One giant touchdown for mankind? The first drone landing took place on the vertiport of Future Mobility Park (FMP) last Wednesday. One of the driving forces behind this landing platform and our in-house drone expert is Robin Provilij. A great opportunity to talk to him about this project and his love for everything that flies.
Robin once dreamed of becoming an airline pilot, but became more interested in the technical aspects of aircraft rather than the occupation of flying them. In 2014, he also had a revelation about the future of drones.
“Much like the human immune system acts to safeguard our health by detecting potential issues, drones in the future could serve as watchful caretakers of our infrastructure by spotting signs of wear and helping to extend the lifespan of our built environment.”

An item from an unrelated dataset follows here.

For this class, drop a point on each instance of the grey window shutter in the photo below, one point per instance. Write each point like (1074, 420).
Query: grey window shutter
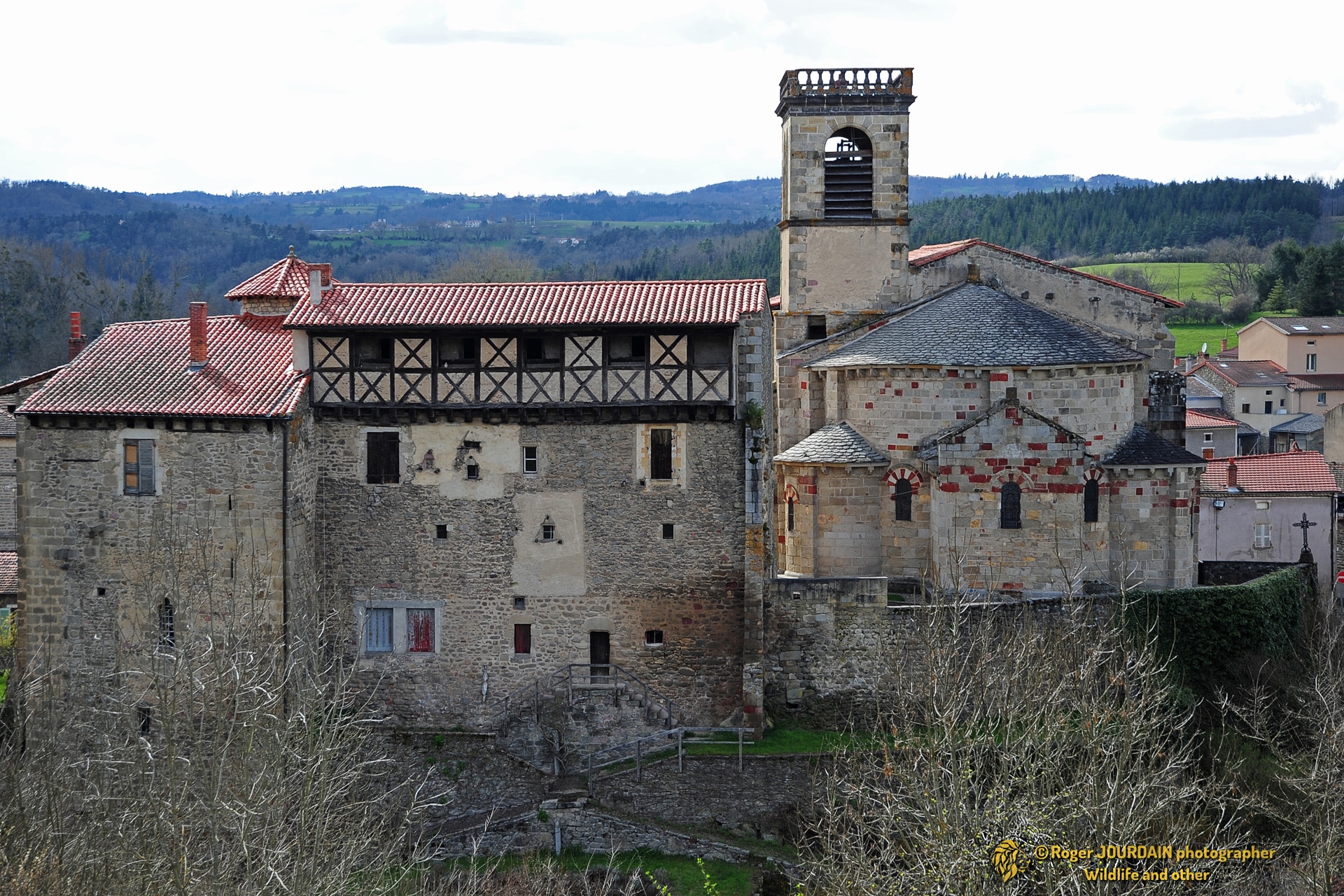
(131, 469)
(147, 466)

And now it’s all coming together with the vertiport at FMP. “Galileo M4H is a fixed platform on which any drone can land, and it is the first of its kind in the Netherlands. Drones can land pretty much anywhere so it’s not very special now, but in the future, the management of these landings will be.”
Robin’s eyes gently lighten up. “Imagine the skies of the future. One of the most common applications of drones has to do with the inspection of infrastructure. Think about bridges, wind turbines, power lines. In the future, they will also be used for that but in much more efficient, automated ways.”.
He stares into the depths for a moment and the flying drones can be seen in the reflection of his eyes. “Considering BVLOS [beyond visual line of sight] flights, vertiports will be essential facilitators, especially if the platform itself is more than only a space to take-off from and land on. That’s why now we want to focus on two things. Being able to reserve a landing platform and being able to charge drones.”
Vertiports that charge
“Suppose that a drone service provider in Delft is tasked to carry out an inspection in Rotterdam where a small quadcopter is needed” as Robin begins to explain the importance of bookable and charging-enabled vertiports. “Part of your planning should involve making sure there is a spot for your drone to land on close to the destination, so you reserve one for however long it takes to recharge the drone, or for the duration of the mission.”
In his vision of the future, there exists a network of fixed and mobile vertiports. “If we place urban air mobility aside for a moment, most fixed vertipads will mainly be placed on rooftops and not on ground level, whereas mobile vertiports can enable priority inspections as well as those in rural areas.”
Robin with the just landed first drone at the Galileo port M4H
This is why the vertiport at FMP will eventually have charging facilities enabled and be added to a reservation platform. “There is an identical vertiport at RDM, on the other side of the Nieuwe Maas. Together, they form the first operational drone corridor in the Netherlands where we would like to experiment with all sorts of drones, including people carriers.”
Not so fast. “Flying and landing are two different things. To fly in controlled airspace like here, around an airport, your drone should be registered, you must be certified, submit a flight plan, perform a risk assessment, maintain live-communication with ATC. The current barriers, certainly for BVLOS flights, are very high.” he continues. And although there is still a lot of work for the regulations around autonomous cars Robin sees a lot of differences. “You could argue that it’s a bit odd though. The technology level for drones is high, they fly in open skies with barely any obstacles, and most will be small, lightweight, and unmanned. Yet, the regulations for teleoperation remains strict. On the other hand, autonomous cars that carry people drive through dense, unpredictable traffic, weigh several tons, and drivers are allowed to let the vehicle control itself. Seems over-cautious to me, but this is a problem that the U-space vision aims to solve.”
The technology of vertiports is advancing. “There are drone-in-a-box solutions that can close in bad weather and recharge drones. The downside is that many of these solution providers have their proprietary drone that comes with it. I believe more in a universal solution and that we should start thinking about the standardization of charging methods.”
What about noise? “This and public acceptance is definitely a topic we want to research at FMP, using the Galileo corridor. Cars are quite noisy too though, electric or not. Picture standing next to a highway and compare that noise level to drones flying along a corridor 100-meters above you. I’m almost sure that cars would be louder.”
More things to come at FMP. “Maybe in the future we can expand the park and host drone races and other robotics challenges to inspire people and to show what is already possible. Seeing innovation come to life in this way is definitely a dream of mine.”